贈与を受けた子や孫が30歳に達したときにその残額がある場合には、贈与税が課されることになります。しかし、贈与者が教育資金の適用を受けた者が30歳になる前に亡くなった場合は、「相続税」の相続財産に含まれません。同じような非課税制度の結婚・子育て資金の一括贈与は、亡くなった日までに使われていない分について「相続税」の相続財産に含まれます。
また、通常、亡くなった日前3年以内にもらった財産は、「相続税」の相続財産に含まれるのが原則ですが、教育資金の一括贈与分は、含まれません。つまり、亡くなる直前に贈与をして、その分の相続財産を減らすことが可能です。相続税対策は長期的に実施していかないとなかなか成果が出てこないのですが、直前でどうにかしたいという時に、一部で使われることもあります。

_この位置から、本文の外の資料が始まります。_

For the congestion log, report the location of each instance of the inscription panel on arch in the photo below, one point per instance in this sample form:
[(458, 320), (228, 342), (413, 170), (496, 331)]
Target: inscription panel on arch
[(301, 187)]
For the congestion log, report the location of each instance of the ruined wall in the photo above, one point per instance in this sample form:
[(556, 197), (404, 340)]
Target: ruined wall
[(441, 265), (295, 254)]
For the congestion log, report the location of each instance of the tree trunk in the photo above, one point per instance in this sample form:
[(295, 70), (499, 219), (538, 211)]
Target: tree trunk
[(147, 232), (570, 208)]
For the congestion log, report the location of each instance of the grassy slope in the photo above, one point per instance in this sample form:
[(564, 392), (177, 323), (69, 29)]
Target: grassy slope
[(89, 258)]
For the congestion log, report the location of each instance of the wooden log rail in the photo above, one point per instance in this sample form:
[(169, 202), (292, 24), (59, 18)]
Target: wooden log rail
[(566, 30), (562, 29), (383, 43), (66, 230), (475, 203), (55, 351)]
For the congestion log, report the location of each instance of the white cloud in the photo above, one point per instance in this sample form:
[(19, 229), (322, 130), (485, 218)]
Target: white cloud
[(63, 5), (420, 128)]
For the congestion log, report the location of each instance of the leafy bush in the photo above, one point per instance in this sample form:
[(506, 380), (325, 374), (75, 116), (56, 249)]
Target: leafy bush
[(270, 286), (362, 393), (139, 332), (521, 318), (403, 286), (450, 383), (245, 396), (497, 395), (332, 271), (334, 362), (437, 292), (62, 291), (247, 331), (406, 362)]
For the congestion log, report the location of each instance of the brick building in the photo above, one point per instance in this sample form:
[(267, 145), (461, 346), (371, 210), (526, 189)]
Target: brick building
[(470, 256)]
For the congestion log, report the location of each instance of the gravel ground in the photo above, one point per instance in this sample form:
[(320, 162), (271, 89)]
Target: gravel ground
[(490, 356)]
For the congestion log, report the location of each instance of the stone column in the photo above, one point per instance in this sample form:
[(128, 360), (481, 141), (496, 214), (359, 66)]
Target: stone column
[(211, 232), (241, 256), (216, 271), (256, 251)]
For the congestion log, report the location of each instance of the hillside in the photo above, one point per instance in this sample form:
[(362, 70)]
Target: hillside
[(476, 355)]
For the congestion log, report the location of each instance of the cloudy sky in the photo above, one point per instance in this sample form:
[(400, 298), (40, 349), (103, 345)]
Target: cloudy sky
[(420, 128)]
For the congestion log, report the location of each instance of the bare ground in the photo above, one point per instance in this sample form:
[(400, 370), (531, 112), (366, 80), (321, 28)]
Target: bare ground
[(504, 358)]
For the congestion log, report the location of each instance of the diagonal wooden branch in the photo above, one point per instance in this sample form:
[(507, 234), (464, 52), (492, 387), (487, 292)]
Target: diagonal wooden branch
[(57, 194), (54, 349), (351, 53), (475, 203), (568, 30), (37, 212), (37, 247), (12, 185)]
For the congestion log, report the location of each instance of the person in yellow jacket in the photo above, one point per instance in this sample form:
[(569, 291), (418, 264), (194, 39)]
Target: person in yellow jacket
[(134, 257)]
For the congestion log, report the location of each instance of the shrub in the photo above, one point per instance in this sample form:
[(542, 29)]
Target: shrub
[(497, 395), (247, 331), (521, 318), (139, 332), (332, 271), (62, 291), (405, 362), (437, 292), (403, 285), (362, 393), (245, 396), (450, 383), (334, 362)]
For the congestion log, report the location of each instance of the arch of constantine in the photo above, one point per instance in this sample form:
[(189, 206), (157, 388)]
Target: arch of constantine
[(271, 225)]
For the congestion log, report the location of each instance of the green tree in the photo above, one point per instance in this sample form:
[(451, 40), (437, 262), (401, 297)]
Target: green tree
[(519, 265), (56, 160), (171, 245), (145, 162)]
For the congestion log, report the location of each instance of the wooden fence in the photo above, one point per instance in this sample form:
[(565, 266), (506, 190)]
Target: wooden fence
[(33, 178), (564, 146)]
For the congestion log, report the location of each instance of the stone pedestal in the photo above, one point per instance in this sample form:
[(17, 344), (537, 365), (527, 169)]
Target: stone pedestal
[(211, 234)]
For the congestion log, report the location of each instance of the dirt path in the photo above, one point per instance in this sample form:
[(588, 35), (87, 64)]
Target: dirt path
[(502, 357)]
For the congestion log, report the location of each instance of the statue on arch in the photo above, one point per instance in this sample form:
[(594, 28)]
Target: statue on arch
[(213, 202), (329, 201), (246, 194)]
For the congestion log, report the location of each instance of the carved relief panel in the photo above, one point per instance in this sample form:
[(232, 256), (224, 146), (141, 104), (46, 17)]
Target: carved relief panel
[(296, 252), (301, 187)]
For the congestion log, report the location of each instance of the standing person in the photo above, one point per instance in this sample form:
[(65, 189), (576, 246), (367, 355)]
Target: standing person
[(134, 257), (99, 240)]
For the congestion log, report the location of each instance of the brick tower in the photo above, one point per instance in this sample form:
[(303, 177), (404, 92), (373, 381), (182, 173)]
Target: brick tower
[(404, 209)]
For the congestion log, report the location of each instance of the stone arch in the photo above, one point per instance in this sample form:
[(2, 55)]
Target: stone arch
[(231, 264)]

教育資金の一括贈与の制度の前でも、もともと教育資金の贈与は、非課税です。この制度が出来る前は、「その都度」、「必要な金額」を贈与することが条件でしたが、「一括」して贈与できるようになったという違いです。

・税制改正要望
教育資金の一括贈与は、父母や祖父母など直系尊属から贈与を受けた場合に適用できる制度です。この教育資金の一括贈与できる対象範囲を貧困状況にある子供にも贈与できるようになります。

教育資金の一括贈与をすることができる対象範囲が広がる、家族内だけでなく、財産の一部を社会に還元することは良いことだと思います。むしろ、今回広がる対象者の贈与だけを非課税にする方向が良いのではないでしょうか。そもそも、子や孫への贈与は都度、必要な額であれば非課税です。わざわざ、自由に使えるお金を教育に関する資金だけにしか使えない様にし、30歳に達するまでに目的の通りに使えなかったら贈与税がかかってしまいます。お金を使って経済を動かせ的な発言をしているのに、金融機関等に信託した財産は、ちゃんと世の中をまわすように有用に運用されるのでしょうか。それこそ、預金などと一緒だと思います。ただ相続税対策として存在するかのような制度な気がするのは、気のせいでしょうか。